On it goes until a representative from West Virginia gets his chance to speak.

“The fury inside me is bubbling over,” says Congressman David McKinley, “and for several of you to say you had no role whatsoever I find particularly offensive.”

And then Farrell got some disturbing news. Attorneys General from across the nation were mounting their own case.
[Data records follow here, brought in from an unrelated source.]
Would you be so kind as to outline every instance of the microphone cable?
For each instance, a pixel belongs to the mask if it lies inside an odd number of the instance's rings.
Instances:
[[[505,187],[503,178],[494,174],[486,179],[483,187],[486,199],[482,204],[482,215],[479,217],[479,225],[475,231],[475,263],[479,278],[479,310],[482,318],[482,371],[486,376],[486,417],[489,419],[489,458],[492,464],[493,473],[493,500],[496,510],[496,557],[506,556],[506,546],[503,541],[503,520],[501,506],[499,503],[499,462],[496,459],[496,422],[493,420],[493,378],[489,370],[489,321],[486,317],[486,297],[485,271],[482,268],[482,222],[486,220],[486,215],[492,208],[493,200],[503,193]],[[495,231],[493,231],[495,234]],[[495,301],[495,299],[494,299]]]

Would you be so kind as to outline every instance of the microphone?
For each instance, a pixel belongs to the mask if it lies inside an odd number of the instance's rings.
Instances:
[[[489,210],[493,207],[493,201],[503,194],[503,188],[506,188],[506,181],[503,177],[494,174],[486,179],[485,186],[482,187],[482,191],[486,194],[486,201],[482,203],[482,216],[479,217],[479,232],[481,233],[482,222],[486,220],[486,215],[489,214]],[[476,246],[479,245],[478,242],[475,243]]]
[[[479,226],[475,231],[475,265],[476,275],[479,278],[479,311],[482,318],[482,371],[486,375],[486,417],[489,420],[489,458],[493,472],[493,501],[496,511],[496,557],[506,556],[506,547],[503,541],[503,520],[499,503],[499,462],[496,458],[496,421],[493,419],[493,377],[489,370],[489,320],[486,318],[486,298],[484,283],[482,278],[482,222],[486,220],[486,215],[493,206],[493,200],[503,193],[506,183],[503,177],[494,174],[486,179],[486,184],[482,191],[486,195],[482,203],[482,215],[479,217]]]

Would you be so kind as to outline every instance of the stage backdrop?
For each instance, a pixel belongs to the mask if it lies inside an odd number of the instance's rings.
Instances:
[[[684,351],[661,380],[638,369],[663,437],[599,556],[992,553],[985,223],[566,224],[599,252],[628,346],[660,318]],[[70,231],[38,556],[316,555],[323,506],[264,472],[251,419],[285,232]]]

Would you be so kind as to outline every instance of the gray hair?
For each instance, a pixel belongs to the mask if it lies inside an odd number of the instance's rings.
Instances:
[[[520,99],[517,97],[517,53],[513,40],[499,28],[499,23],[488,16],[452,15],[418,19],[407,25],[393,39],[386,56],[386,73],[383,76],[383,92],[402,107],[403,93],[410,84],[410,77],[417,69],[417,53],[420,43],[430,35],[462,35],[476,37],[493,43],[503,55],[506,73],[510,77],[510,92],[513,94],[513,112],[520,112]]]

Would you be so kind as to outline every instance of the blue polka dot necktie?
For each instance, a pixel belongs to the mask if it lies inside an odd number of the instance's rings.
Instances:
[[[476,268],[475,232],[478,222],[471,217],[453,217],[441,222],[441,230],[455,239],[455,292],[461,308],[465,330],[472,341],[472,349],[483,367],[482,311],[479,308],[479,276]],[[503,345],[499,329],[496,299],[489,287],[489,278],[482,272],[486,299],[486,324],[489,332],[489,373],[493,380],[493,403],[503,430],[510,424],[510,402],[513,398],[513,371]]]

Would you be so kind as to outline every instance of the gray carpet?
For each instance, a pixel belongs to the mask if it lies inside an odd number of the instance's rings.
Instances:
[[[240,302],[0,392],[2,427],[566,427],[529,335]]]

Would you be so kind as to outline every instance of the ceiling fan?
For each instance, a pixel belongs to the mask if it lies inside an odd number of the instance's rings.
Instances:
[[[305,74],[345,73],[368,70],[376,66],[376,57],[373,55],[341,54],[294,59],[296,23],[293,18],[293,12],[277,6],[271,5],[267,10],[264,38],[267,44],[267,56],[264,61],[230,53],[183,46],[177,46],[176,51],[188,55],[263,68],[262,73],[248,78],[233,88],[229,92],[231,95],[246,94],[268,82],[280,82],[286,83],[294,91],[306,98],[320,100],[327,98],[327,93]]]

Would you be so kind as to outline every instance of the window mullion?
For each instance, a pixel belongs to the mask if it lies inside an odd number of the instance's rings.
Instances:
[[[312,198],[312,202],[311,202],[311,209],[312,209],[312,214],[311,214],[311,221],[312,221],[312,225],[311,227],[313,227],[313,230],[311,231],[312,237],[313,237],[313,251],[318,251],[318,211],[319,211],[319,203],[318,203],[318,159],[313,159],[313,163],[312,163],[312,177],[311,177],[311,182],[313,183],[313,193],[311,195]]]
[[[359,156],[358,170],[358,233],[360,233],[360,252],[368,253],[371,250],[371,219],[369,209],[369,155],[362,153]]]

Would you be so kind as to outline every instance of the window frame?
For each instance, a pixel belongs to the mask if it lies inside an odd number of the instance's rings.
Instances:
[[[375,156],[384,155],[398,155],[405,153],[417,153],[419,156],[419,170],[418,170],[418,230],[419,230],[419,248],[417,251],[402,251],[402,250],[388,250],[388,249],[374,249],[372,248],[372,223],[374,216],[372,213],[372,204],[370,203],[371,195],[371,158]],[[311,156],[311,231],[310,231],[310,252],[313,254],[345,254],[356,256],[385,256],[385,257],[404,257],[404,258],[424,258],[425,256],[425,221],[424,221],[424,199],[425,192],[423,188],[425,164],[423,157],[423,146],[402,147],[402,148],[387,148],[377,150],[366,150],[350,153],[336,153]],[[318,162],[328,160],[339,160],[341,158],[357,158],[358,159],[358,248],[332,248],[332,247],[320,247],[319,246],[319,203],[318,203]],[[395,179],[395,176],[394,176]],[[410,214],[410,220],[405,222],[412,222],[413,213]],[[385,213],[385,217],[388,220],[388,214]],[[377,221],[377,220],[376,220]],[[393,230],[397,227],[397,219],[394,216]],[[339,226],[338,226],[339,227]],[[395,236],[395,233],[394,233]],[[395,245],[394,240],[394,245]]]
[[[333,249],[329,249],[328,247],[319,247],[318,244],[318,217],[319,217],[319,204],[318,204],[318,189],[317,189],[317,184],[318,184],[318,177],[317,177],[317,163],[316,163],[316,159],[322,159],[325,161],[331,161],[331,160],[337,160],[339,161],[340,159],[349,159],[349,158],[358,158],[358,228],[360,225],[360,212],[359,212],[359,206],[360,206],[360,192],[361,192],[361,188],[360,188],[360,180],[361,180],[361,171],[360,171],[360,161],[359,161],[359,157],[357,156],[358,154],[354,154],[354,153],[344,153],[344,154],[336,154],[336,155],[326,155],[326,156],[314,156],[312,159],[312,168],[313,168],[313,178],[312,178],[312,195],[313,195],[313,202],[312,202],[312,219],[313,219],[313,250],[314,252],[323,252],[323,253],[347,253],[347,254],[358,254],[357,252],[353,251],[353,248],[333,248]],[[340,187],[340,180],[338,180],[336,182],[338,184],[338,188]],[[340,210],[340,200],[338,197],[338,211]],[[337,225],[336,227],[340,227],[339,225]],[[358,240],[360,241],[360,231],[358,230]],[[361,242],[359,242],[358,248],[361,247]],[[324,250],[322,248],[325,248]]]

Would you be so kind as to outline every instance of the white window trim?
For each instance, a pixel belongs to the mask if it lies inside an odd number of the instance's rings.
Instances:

“I feel like I’ve built this incredible team of basketball players, and we’ve made it all the way to the playoffs, and now Charles Barkley wants to come out from the news anchor desk and put on a jersey and be the captain of the team."

Farrell was offered one percent of a possible settlement to join but refused.

“They want the money to be able to do state run programs on roads and bridges and pension funds, because AG stands for ‘aspiring governor.’”

Those who attend the Virginia Film Festival can find out how it ended, but Clay Tweel hopes they learn something more.

“I hope that people get a sense of what it takes for one person to try and get justice in this country -- what does justice in America look like and feel like, and how much impact can one person have?”

The Bitter Pill will be shown Saturday, November 2nd. Tickets are available at virginiafilmfestival.com. Tweel will speak and answer questions afterward.